Ayasofya İstanbul'un fethi ile birlikte başlayan Türk döneminde çeşitli onarımlar görmüştür. Mihrap çevresi, Türk çini sanatı ve Türk yazı sanatının en güzel örneklerini içerir. Bunlardan kubbedeki ünlü Türk Hattatı Kazasker Mustafa İzzet Efendi'nin Kuran'dan alınma bir suresi ile 7.50 m. çapındaki yuvarlak levhalar en ilgi çekici olanıdır. Bu tahta levhalarda, Allah, Muhammed, Ömer, Osman, Ali, Ebu Bekir, Hasan ve Hüseyin'in isimleri yazılıdır. Mihrabın yan duvarlarında ise Osmanlı padişahlarının yazıp buraya hediye ettiği levhalar vardır.

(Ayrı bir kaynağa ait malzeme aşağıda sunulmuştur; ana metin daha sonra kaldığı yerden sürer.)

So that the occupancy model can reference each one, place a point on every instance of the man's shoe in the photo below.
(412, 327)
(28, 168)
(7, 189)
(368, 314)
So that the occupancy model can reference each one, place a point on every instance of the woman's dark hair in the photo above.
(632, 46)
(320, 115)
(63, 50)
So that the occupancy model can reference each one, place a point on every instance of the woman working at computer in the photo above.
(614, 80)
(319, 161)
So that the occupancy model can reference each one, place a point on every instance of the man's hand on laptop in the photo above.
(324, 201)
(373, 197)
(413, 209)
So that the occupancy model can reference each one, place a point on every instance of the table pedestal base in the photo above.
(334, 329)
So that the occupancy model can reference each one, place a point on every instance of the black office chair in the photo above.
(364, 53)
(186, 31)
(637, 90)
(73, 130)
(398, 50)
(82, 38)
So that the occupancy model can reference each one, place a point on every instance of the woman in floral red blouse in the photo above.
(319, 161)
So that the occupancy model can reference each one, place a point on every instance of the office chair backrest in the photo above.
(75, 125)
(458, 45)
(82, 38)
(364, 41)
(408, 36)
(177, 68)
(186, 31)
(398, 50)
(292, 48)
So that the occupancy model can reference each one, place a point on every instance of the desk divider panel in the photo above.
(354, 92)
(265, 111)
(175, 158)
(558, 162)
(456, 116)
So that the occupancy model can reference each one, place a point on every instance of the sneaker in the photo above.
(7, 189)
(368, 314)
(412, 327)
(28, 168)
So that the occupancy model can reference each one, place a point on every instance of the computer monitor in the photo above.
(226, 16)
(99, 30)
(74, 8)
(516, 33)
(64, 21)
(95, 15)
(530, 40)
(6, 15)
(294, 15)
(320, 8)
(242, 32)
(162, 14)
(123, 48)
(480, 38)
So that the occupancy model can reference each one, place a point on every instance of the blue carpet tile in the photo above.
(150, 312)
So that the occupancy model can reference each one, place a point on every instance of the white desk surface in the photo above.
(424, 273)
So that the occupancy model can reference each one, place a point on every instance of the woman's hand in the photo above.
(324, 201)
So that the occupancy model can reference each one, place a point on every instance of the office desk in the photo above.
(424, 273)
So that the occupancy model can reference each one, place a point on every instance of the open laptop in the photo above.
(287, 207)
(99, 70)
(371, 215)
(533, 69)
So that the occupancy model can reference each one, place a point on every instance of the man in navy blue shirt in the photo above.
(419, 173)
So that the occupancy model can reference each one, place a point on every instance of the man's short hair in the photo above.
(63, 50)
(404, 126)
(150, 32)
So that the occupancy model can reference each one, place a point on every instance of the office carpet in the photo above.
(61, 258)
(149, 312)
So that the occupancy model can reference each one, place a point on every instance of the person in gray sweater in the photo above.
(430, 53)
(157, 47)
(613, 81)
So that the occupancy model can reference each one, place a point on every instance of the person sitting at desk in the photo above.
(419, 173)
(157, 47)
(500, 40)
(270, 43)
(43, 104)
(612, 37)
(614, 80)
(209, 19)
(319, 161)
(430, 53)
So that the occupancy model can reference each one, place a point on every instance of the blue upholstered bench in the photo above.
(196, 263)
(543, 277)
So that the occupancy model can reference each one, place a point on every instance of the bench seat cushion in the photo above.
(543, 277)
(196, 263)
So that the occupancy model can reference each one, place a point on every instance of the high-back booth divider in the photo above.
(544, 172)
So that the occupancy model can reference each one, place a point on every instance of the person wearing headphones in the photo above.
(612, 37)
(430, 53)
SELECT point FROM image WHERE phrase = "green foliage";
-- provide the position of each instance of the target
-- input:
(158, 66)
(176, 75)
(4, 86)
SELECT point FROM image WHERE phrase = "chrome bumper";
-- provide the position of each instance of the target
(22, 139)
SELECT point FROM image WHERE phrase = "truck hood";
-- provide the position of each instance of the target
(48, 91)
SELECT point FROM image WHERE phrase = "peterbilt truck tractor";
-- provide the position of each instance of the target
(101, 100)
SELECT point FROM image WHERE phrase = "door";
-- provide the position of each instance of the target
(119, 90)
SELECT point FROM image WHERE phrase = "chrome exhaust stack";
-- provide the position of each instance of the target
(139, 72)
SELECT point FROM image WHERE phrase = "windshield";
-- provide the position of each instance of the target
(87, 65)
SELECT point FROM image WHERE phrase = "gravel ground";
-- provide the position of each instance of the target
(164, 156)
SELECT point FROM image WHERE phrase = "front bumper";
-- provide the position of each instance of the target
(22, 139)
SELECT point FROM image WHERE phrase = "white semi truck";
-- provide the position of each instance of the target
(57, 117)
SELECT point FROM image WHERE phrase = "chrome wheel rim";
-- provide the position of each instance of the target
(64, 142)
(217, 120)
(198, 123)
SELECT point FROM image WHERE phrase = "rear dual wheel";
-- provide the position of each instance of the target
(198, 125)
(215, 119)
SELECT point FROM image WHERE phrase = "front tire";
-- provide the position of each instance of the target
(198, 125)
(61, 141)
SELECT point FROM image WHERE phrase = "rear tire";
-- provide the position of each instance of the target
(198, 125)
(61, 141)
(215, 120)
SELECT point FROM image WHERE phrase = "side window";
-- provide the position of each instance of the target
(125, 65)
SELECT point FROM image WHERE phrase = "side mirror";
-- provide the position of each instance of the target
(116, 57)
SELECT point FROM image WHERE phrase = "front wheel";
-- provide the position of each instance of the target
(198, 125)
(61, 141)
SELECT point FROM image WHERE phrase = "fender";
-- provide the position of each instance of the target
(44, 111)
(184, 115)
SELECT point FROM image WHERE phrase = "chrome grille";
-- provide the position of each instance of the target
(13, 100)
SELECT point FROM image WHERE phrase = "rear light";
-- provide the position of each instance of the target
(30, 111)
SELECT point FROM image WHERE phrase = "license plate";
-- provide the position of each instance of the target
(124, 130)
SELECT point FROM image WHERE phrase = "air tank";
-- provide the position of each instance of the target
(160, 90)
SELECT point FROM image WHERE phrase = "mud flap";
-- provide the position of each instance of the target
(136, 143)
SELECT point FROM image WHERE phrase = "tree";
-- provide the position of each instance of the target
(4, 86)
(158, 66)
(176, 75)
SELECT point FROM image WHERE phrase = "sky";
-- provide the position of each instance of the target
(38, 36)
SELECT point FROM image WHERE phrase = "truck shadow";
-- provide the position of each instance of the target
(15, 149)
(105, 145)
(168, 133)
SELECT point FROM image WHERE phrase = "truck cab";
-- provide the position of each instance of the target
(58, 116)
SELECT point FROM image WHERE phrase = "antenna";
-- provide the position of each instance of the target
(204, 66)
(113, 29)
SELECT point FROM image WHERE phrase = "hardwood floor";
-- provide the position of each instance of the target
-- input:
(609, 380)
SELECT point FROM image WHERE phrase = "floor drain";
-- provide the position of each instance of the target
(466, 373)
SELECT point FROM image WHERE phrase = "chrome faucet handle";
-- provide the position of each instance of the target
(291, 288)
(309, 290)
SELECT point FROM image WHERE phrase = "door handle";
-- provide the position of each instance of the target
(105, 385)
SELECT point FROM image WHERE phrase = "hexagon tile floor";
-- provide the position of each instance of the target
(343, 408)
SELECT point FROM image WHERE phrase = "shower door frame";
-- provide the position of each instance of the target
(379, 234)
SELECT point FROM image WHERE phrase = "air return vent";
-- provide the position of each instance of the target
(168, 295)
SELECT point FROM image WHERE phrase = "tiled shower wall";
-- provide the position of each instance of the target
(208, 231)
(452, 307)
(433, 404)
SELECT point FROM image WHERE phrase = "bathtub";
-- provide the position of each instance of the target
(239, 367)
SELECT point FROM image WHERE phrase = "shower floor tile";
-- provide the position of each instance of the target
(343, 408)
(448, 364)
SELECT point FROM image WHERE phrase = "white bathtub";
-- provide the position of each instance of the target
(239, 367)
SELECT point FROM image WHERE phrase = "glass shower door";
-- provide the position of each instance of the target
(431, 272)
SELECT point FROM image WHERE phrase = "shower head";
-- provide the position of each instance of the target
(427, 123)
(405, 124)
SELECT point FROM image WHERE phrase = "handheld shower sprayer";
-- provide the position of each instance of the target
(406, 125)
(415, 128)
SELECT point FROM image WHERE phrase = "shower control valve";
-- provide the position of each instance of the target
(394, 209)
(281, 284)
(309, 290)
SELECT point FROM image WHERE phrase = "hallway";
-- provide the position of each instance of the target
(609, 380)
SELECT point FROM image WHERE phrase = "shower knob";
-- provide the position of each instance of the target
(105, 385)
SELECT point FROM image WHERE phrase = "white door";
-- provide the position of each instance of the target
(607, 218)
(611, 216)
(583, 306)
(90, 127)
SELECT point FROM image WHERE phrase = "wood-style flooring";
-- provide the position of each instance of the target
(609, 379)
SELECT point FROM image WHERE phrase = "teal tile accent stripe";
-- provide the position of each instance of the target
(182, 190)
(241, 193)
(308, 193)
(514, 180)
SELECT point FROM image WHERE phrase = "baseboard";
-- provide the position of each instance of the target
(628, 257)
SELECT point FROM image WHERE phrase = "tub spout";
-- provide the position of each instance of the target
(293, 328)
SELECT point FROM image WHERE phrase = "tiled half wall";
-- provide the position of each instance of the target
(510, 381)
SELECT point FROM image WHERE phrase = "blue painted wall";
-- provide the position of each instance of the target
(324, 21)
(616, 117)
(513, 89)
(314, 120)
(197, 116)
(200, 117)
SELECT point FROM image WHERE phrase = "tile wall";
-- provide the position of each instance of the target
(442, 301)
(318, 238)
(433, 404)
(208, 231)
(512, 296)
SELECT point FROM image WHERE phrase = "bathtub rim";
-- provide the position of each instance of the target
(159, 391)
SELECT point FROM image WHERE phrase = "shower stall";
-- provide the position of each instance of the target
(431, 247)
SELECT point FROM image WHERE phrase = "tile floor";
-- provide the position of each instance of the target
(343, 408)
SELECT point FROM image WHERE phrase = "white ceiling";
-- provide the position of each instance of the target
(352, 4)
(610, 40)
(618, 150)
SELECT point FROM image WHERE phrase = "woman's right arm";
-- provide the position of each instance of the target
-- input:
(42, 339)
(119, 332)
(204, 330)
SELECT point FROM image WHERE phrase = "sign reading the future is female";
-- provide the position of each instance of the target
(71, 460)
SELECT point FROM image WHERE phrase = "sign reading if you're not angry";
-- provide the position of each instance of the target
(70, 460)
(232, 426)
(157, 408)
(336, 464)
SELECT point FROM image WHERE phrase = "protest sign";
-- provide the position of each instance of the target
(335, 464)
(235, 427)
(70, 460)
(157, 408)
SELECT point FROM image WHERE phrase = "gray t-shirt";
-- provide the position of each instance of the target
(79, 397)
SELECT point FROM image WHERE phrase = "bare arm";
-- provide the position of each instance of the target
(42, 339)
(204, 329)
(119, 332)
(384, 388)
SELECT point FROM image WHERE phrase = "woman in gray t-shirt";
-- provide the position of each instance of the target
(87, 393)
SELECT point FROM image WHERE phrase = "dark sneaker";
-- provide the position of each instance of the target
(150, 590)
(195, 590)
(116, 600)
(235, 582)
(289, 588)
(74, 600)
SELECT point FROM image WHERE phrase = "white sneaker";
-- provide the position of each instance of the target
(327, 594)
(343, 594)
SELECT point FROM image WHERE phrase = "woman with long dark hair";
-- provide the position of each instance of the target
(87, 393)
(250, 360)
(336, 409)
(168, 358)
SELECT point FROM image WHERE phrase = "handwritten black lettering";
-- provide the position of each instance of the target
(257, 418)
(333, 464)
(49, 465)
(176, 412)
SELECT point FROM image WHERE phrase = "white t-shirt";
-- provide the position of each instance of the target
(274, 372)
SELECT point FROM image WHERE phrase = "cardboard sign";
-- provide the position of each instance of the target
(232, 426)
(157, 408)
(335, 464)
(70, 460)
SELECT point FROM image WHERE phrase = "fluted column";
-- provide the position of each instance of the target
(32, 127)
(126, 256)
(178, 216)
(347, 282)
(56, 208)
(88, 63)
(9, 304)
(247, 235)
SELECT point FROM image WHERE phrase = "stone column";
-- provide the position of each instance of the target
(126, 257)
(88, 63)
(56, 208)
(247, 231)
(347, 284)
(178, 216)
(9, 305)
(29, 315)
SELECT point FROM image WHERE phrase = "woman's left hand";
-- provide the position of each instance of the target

Sultan II. Selim, Sultan III. Mehmet, Sultan III. Murat ve şehzadelerin türbeleri, Sultan I. Mahmut'un şadırvanı, sıbyan mektebi, imareti, kütüphanesi, Sultan Abdülmecit'in hünkar mahfeli, muvakkithanesi, Ayasofya'daki Türk çağı örnekleri olup türbeler, iç donanımı, çinileri ve mimarisiyle klasik Osmanlı türbe geleneğinin en güzel örneklerini oluşturmaktadır.Ayasofya 1935 yılında Atatürk'ün emri ile müze haline getirildi.
URUBAMMA (PERU)
And Dağları 'nın bir dağının zirvesinde, 2.360 m yükseklikte, Urubamba Vadisi üzerinde kurulmuş olup. Peru'nun Cusco şehrine 88 km mesafededir. Şehir, İnka'lı bir hükümran olan Pachacutec Yupanqui tarafında 1450 yılları civarında inşa ettirilmiştir. İspanyol istilacılar 1532 yılında buraları işgal ederken sık dağlar arasında kalmış bu şehir, istilacılar tarafından fark edilmemiş ve bu sayede zarar görmemiştir.Machu Picchu 200 den fazla, merdiven sistemiyle birbirne bağlı olan taş yapıdan oluşur.Şehrin 3000 basamağı bugün hala gayet iyi durumdadır.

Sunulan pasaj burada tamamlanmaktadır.